エアコンやTV、冷蔵庫は廃棄するときにフロンガスやレアメタルが問題になる。修理で何度も呼ぶのと、最初から新しい効率的な機種に買い替えるのでは、実は環境負荷が違う。古い機種は冷媒効率が悪いから、同じ冷却を得るのに多くの電力を使う。その電力は化石燃料から来てる。
正直、環境意識で家電を買い替えようとは思わない。でも「修理費で浮くお金」と「電気代で浮くお金」と「心理的な安心」のバランスを取ると、新機種の方がトータルで効率的な場合が多い。それが結果的に環境にも優しいという副産物がついてくる、くらいの考え方でいい。
まとめ
家電の買い替えタイミングで大事なのは、以下の5点だ。
1. 修理費が本体価格の30%を超えたら買い替え検討のシグナル
一時的な修理より、以降の故障リスク・電気代・心理的安心を総合的に判断する。3回目の修理を受けたら、ほぼ買い替え時期と考えていい。修理業者に「あと何年持ちますか」と聞くのを忘れずに。
2. 廃棄費・工事費を初期見積もりに含める
予定外の配管工事や搬入経路の問題で、初期見積もりから平均2万円超過する。実際の支出を計画する段階で必ず足しこむ。見積もり時に「この他に追加工事の可能性は」と聞く癖をつけると失敗が減る。
3. 季節ものはシーズン終わりの値下げを狙う
エアコンは9月、洗濯機は1月、冷蔵庫は新モデル発表後に買うと、1.5〜4万円安くなることが多い。修理で凌ぐ期間と購入タイミングは別で考える。

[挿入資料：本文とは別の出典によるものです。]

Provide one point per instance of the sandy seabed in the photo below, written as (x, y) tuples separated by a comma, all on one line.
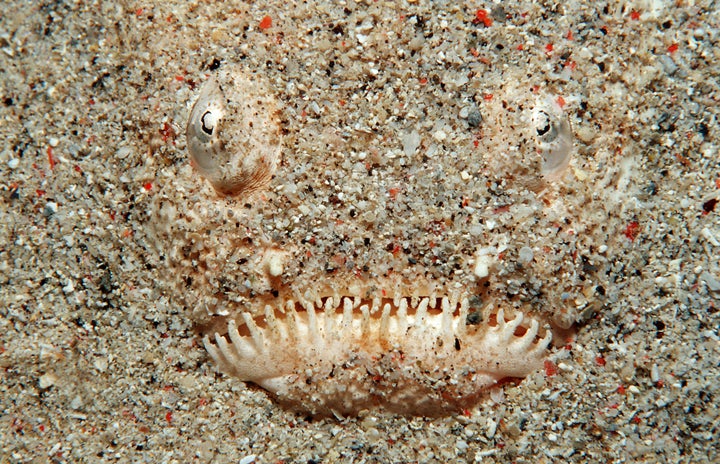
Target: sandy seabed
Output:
[(100, 360)]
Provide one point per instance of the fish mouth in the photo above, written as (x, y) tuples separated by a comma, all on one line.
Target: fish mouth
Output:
[(410, 356), (416, 308)]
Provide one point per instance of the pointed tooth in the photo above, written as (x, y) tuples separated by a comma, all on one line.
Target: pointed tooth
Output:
[(347, 317), (227, 358), (421, 313), (375, 305), (293, 319), (329, 315), (511, 325), (384, 322), (414, 301), (255, 332), (524, 342), (274, 327), (312, 320), (500, 318), (401, 317), (447, 318), (365, 327), (461, 324)]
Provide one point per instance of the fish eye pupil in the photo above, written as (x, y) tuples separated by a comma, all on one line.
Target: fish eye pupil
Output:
[(207, 122)]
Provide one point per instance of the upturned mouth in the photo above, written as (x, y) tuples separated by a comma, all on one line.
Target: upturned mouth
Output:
[(418, 355)]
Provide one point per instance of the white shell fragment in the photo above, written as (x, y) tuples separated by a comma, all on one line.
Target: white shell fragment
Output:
[(554, 137), (233, 133)]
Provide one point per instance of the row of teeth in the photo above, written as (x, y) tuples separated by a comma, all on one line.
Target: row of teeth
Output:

4. 家電管理テーブルで「次のアクション」を事前に決める
修理履歴と費用をスプレッドシートで記録しておくと、「いつ判断するか」が明確になる。感情的な決断を減らせる。特に「修理費累計が本体の○%を超えたら買う」という基準を決めておくと、判断の迷いがなくなるんだよね。
5. 修理を受けるなら、その場で「あと何年持つか」を聞く
修理業者の見立ては、素人より正確だ。「後2年は大丈夫」か「いつ来るか分からない」かで、その後の意思決定が大きく変わる。
今、うちのエアコンは新しくなって、去年の余分な電気代は払わなくなった。エアコンを買う前までは「修理で何度も凌ぐ」という選択をしてたけど、結果的には最初の判断ミスを後付けで修正しただけだ。次の家電(TV)では、同じ失敗をしない。データで判断する。それだけだ。